Polycarbonate Plastic

  • Strong, shatter-resistant polycarbonate is used for helmets and protective sports visors to help protect children and athletes from injuries.
  • Polycarbonate plastic also is used to make housings for electronic products such as cell phones and laptops, as well as optical discs such as CDs and DVDs. Because of its extreme durability and strength, polycarbonate plastic is particularly useful for making component parts that need to be thin and light, but strong.
  • Polycarbonate plastic used in automobiles helps make cars lighter and more fuel-efficient while maintaining safety.
  • Polycarbonate plastic provides the benefit of long-lasting transparency and durability in new, design-inspired LED lighting in vehicles.

Epoxy Resins

  • Food cans and other metal containers may be coated with epoxy resin linings made with BPA to help prevent direct food contact with metal, which helps protect food from contamination and spoilage.
  • High-performance epoxy resins are used to make aircraft, cars, bicycles, boats, golf clubs, skis and snowboards durable, flexible and strong.
  • Durable and decorative floorings, such as terrazzo flooring, chip flooring and colored aggregate flooring, are made from epoxy resins.

Safety Information

The results of the CLARITY Study, a 5+ year, multipronged U.S. federal government research program and the largest study ever done on BPA, confirm BPA’s safety. Released in 2018 by the U.S. National Toxicology Program, the data supports FDA’s one word answer to the question “Is BPA safe?”: “Yes”. It is important to note that scientific experts at FDA, and other regulatory bodies, review the full weight of the scientific evidence when making decisions about safety.
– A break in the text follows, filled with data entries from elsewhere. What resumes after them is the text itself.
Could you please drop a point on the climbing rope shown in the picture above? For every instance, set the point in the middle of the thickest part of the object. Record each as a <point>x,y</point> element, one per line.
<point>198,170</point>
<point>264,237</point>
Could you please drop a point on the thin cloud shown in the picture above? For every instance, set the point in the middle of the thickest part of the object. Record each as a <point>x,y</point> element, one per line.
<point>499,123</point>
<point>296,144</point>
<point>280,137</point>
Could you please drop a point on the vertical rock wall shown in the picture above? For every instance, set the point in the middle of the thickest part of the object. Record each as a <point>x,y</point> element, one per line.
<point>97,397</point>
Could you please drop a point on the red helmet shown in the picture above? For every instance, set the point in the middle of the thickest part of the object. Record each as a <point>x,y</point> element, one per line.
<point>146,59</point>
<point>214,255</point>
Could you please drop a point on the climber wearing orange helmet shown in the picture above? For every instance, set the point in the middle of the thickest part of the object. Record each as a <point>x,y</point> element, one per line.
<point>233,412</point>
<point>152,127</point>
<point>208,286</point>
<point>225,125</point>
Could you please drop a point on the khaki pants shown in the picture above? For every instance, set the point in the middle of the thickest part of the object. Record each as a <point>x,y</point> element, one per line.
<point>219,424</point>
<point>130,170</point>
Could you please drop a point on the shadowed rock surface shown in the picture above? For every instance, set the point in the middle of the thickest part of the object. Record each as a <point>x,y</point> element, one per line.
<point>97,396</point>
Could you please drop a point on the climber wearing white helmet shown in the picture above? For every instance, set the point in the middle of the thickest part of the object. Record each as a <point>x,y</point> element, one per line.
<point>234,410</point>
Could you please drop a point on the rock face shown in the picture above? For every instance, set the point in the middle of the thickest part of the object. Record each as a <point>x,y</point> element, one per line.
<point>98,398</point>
Government agencies that have evaluated the safety of BPA include:

Answering Questions

In recent years, many claims have been made about the health effects of BPA. Extensive scientific data about BPA provides consumers with information about BPA safety and help put public confusion about BPA into perspective:

If I buy a “BPA-free” product, is it safer?

There is no scientific basis to say that BPA-free products are safer than products with BPA. “Free of” claims are used to indicate that a product does not contain a certain material, such as BPA, but they can sometimes be misleading. In fact, the Federal Trade Commission has specifically cautioned that “free-of claims may deceive consumers by falsely suggesting that … the marketer has ‘improved’ the product by removing the substance.”

Is there concern that exposure to BPA can cause harm or result in serious diseases?

While there have been many hundreds of studies on BPA, none has shown a direct cause-and-effect relationship between BPA and any human health effects.

When government scientists review studies to make a safety conclusion, they look at the “weight of the evidence,” meaning the information available from all sources, and how well each study was conducted. The conclusion is not based simply on the number of studies, but more importantly on their quality and scientific value. Studies are different, and all are not of the same quality. Some are conducted according to internationally recognized standards that ensure methodological and statistical reliability, and others are not.

Government regulators have the responsibility of reviewing all studies and considering issues like study design and quality and whether the result of any particular study was repeated in other studies. In the United States, FDA is the agency charged with this review for food contact applications. The CLARITY Study, the largest study ever done on BPA and conducted by FDA experts, confirms that BPA is safe, and supports the agency’s one word answer to the question: “Is BPA safe?”: “Yes”.